By analyzing existing cross correlation between AMADEUS IT GRP and CDW Corporation, you can compare the effects of market volatilities on AMADEUS IT and CDW and check how they will diversify away market risk if combined in the same portfolio for a given time horizon. You can also utilize pair trading strategies of matching a long position in AMADEUS IT with a short position of CDW. Check out your portfolio center. Please also check ongoing floating volatility patterns of AMADEUS IT and CDW.

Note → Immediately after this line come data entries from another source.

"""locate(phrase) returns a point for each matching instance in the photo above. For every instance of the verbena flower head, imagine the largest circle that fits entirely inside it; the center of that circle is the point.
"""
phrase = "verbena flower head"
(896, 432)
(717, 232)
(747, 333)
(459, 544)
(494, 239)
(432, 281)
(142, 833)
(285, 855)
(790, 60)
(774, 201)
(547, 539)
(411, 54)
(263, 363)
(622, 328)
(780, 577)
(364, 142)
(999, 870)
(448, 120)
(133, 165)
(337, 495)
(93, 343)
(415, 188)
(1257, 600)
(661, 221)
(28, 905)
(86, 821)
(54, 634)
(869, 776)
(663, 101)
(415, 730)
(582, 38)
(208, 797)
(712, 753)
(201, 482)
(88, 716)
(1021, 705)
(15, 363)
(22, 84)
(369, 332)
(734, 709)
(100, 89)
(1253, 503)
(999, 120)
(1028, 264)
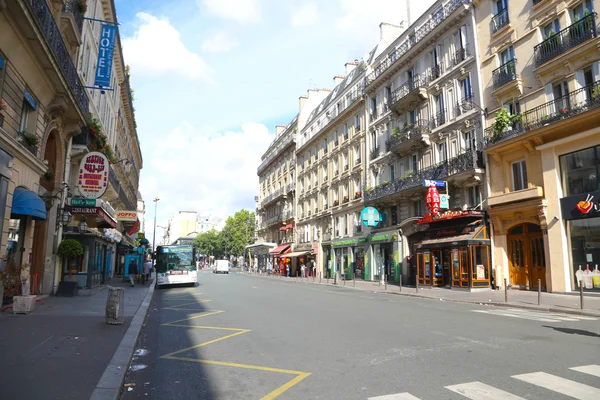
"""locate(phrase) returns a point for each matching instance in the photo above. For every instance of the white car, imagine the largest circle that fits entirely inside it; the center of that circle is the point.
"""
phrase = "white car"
(221, 266)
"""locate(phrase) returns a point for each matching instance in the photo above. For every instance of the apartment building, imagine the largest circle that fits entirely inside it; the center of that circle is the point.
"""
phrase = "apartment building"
(424, 123)
(330, 154)
(540, 61)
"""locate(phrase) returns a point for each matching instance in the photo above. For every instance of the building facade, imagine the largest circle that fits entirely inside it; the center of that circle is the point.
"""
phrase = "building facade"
(425, 124)
(329, 154)
(541, 60)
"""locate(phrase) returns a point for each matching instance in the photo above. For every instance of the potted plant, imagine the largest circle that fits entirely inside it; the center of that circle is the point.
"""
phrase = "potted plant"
(67, 250)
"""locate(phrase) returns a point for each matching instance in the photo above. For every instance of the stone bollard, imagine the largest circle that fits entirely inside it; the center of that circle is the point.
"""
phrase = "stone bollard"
(115, 306)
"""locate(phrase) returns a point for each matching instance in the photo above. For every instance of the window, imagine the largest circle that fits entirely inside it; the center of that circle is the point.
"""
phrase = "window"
(519, 170)
(579, 171)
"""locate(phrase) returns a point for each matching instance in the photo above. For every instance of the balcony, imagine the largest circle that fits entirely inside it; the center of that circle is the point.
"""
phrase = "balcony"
(438, 119)
(463, 163)
(565, 40)
(500, 20)
(410, 93)
(575, 103)
(405, 139)
(42, 15)
(504, 73)
(414, 40)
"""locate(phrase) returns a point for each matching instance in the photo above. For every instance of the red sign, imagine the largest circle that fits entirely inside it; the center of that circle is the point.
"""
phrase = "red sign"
(433, 200)
(93, 175)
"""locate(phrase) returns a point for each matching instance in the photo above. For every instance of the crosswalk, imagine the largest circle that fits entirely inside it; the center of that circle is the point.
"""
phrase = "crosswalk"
(552, 383)
(534, 315)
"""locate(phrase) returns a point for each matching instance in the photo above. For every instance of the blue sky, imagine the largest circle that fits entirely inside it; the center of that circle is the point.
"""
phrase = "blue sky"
(212, 78)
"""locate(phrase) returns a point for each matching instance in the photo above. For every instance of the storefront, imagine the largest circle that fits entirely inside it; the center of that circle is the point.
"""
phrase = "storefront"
(580, 209)
(455, 252)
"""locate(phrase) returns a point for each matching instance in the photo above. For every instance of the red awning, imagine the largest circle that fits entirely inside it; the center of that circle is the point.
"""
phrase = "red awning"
(278, 250)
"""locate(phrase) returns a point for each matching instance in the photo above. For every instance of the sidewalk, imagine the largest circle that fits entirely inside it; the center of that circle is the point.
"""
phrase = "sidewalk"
(564, 303)
(61, 350)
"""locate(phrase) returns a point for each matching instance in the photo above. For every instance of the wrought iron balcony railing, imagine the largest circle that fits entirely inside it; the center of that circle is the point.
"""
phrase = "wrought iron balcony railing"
(462, 163)
(505, 73)
(411, 40)
(575, 103)
(407, 132)
(568, 38)
(500, 20)
(42, 15)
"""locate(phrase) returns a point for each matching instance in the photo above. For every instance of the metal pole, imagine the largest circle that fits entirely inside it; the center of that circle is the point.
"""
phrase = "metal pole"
(581, 294)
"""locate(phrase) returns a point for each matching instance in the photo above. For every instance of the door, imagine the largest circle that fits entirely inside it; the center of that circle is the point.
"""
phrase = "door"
(526, 257)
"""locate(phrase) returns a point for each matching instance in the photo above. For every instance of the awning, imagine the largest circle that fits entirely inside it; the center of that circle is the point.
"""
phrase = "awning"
(280, 249)
(476, 237)
(27, 202)
(297, 254)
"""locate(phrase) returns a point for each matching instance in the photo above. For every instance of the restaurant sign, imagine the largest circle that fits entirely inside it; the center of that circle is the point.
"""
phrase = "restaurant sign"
(93, 175)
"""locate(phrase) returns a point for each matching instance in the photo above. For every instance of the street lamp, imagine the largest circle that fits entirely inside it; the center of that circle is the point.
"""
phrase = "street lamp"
(156, 200)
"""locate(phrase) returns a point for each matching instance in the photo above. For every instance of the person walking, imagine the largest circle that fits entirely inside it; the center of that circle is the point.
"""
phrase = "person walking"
(133, 271)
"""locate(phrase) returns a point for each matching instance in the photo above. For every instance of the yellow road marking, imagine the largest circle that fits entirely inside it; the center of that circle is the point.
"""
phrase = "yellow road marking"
(205, 343)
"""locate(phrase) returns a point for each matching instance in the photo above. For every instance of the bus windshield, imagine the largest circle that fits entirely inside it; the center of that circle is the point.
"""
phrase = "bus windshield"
(175, 258)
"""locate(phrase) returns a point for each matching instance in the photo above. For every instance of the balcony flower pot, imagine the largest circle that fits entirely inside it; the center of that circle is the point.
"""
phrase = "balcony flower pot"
(23, 304)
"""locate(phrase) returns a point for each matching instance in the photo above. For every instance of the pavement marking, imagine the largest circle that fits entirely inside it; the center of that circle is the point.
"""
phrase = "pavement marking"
(481, 391)
(561, 385)
(588, 369)
(397, 396)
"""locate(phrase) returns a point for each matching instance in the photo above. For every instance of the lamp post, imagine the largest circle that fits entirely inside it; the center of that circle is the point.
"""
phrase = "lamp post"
(156, 200)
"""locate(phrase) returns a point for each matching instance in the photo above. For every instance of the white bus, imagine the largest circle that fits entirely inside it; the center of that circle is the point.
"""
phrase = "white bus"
(176, 265)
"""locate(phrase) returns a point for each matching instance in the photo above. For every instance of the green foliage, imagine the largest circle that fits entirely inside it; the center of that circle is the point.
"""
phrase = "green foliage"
(69, 248)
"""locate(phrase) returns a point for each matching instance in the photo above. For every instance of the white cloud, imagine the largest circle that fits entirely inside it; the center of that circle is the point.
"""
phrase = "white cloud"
(219, 43)
(197, 170)
(306, 15)
(156, 49)
(236, 10)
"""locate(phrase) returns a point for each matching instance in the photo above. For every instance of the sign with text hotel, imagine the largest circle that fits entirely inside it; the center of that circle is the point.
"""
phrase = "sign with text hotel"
(93, 175)
(106, 49)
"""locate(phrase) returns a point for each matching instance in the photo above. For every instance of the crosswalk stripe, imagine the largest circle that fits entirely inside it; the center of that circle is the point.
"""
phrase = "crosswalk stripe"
(588, 369)
(397, 396)
(561, 385)
(481, 391)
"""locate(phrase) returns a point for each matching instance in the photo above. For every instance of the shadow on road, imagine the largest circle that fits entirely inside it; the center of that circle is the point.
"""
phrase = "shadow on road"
(149, 375)
(573, 331)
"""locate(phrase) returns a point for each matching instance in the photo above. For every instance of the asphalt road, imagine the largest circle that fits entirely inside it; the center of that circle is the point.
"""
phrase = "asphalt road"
(245, 337)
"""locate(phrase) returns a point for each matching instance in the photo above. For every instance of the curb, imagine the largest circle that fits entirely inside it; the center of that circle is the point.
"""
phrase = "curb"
(109, 385)
(554, 309)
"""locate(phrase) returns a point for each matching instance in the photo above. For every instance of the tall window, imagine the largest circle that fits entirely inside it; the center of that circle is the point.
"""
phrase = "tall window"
(519, 170)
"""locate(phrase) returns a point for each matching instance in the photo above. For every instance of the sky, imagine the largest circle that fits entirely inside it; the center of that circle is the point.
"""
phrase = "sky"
(212, 78)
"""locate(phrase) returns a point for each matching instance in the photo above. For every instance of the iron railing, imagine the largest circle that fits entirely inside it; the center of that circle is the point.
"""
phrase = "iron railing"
(45, 20)
(407, 132)
(568, 38)
(462, 163)
(72, 7)
(575, 103)
(500, 20)
(505, 73)
(411, 40)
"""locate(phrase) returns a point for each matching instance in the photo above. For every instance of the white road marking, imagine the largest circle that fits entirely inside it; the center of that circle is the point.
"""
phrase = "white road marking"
(397, 396)
(588, 369)
(561, 385)
(481, 391)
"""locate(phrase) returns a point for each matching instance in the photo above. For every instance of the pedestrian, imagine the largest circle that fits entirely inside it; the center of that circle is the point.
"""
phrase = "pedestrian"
(147, 270)
(133, 271)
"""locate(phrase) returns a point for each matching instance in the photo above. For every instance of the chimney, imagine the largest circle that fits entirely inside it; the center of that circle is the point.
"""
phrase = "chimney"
(338, 79)
(389, 32)
(350, 66)
(279, 129)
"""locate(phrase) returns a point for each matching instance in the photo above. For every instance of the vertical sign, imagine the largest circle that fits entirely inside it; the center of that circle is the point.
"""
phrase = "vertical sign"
(106, 48)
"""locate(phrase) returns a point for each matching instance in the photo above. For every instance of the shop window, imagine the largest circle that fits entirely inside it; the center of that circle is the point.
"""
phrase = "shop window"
(580, 171)
(519, 172)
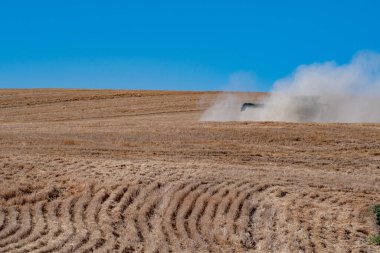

Diversification Opportunities for AMADEUS IT and CDW

0.3
  Correlation Coefficient

Weak diversification

The 3 months correlation between AMADEUS and CDW is 0.3. Overlapping area represents the amount of risk that can be diversified away by holding AMADEUS IT GRP and CDW Corp. in the same portfolio, assuming nothing else is changed. The correlation between historical prices or returns on CDW Corporation and AMADEUS IT is a relative statistical measure of the degree to which these equity instruments tend to move together. The correlation coefficient measures the extent to which returns on AMADEUS IT GRP are associated (or correlated) with CDW. Values of the correlation coefficient range from -1 to +1, where. The correlation of zero (0) is possible when the price movement of CDW Corporation has no effect on the direction of AMADEUS IT i.e., AMADEUS IT and CDW go up and down completely randomly.

Pair Corralation between AMADEUS IT and CDW

Assuming the 90 days trading horizon AMADEUS IT GRP is expected to generate 0.84 times more return on investment than CDW. However, AMADEUS IT GRP is 1.19 times less risky than CDW. It trades about 0.04 of its potential returns per unit of risk. CDW Corporation is currently generating about 0.01 per unit of risk. If you would invest  5,608  in AMADEUS IT GRP on November 5, 2024 and sell it today you would earn a total of  1,342  from holding AMADEUS IT GRP or generate 23.93% return on investment over 90 days.
Time Period3 Months [change]
DirectionMoves Together 
StrengthVery Weak
Accuracy100.0%
ValuesDaily Returns

AMADEUS IT GRP  vs.  CDW Corp.

 Performance 
       Timeline  
AMADEUS IT GRP 

Risk-Adjusted Performance

4 of 100

 
Weak
 
Strong
Insignificant
Compared to the overall equity markets, risk-adjusted returns on investments in AMADEUS IT GRP are ranked lower than 4 (%) of all global equities and portfolios over the last 90 days. Despite nearly stable basic indicators, AMADEUS IT is not utilizing all of its potentials. The current stock price disturbance, may contribute to mid-run losses for the stockholders.
CDW Corporation 

Risk-Adjusted Performance

7 of 100

 
Weak
 
Strong
OK
Compared to the overall equity markets, risk-adjusted returns on investments in CDW Corporation are ranked lower than 7 (%) of all global equities and portfolios over the last 90 days. Despite nearly fragile basic indicators, CDW may actually be approaching a critical reversion point that can send shares even higher in March 2025.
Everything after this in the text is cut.